I have covered extensively the belief that AI is an essential element to the future of our economy and that countries will develop geopolitical superpower dominance based on the AI they use, see my analysis at the link here and the link here. In the United States, the rinse-and-repeat cycle is taking our country in a direction none of us will like. The commercial use of artificial intelligence will be the mainstay, while amazing advances in AI will be discovered elsewhere, but not here. This is bad for us.
A retort from some is that AI is moving towards smaller models anyway, moving from large language models (LLM) to small language models (SLM), as I detailed in the link here. Or that LLMs are being compressed so that they don’t require large-scale computation, such as the advent of 1-bit LLMs (see my analysis in the link here).

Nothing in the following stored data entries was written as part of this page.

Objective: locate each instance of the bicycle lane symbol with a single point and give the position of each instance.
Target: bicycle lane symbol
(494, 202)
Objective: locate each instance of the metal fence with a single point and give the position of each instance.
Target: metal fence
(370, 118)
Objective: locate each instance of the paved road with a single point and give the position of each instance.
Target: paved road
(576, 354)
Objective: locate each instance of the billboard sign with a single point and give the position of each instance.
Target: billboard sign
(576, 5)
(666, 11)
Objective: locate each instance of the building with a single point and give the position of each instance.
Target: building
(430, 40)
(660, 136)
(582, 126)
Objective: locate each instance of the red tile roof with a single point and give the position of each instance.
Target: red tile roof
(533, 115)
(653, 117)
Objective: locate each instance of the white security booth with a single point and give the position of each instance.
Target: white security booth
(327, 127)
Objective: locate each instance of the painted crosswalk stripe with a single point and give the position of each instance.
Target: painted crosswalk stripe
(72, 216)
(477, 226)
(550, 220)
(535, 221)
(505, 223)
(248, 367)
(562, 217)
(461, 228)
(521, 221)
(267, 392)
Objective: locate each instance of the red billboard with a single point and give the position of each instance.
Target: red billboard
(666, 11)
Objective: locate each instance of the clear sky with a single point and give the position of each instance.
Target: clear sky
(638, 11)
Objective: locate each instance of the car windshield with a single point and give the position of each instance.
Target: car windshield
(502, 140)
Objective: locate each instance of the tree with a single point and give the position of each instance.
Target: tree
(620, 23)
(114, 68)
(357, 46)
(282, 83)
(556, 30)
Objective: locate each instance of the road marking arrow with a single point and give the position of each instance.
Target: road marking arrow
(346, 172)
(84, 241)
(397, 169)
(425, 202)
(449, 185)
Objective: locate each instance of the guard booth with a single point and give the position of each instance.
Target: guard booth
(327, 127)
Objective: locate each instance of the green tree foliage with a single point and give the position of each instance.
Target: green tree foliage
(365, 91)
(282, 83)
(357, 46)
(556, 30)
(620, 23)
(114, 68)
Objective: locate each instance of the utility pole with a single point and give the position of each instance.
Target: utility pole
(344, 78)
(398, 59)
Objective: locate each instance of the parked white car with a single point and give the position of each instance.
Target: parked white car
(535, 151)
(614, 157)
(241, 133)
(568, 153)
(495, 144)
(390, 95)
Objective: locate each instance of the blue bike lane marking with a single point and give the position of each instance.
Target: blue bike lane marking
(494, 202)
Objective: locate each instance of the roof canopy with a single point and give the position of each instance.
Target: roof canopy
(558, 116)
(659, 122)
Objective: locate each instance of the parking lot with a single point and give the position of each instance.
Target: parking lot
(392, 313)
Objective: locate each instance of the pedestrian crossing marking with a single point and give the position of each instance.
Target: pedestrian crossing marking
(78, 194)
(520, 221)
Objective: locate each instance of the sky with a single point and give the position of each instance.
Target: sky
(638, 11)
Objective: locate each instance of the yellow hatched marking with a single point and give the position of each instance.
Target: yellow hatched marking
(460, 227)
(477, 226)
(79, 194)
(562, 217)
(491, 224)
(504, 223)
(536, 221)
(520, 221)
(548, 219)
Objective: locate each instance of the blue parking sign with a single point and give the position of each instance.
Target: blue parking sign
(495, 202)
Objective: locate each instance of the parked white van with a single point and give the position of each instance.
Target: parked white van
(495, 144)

Let me set the record straight, we’re not going to somehow satisfy undergraduate AI research by squeezing out computing needs. Of course, more can be done as good progress evolves in reducing the resource requirements for AI. But if you’re playing at the cutting edge of AI innovation, small iron won’t get you there.
Play hard or go home.
Smart ways to move up
The good news is that we’re still in the early days of this picture of decay, so the ship can actually be righted. Don’t let despair or doom and gloom send you into a catatonic funk.
A little elbow grease and a keen sense of discretion can get things back on track.
As Russell Wald demonstrated during his presentation, now is the time to transform the emerging industry-academia AI divide into a society-saving industry-academia partnership in AI. The private and public sectors have an essential role to play in filling the gap in computing resources that are desperately needed in our universities.
Furthermore, since it takes a village to truly advance AI, the idea of ”team science” suggests that university AI efforts should be collaboratively interwoven with advanced commercial and government AI projects. This can shift brain drain in a way that drives us toward a brain gain.
One final thought for now.
I recently noted in my column that Generation Beta is underway — it’s the name of the generation for young people born from 2025 to 2039, so it started this month of January 2025. My eye-opening assertion is that Generation Beta will go beyond being a digital native generation, they will be what I refer to as one AI-natural generation. They will grow up with a natural and visceral familiarity with AI that will fully occur throughout their lives, as AI will be pervasive and ubiquitous (see my predictions on this phenomenon of AI naturalism at the link here ).
We must get our act together to first halt and then boldly reverse the industry-academia artificial intelligence divide. Do it for the kids. Make it for Generation Beta. Provide their generation with an ongoing and valued industry-academia partnership for AI. Heed the great words of John F. Kennedy, which are largely applicable to this day: “We have the power to make this the best generation of mankind in the history of the world or to make it the last.”
Let’s ensure that we aim high and lay a strong and lasting foundation that will ensure success for the generations here now and that follow us. I am very confident that we can.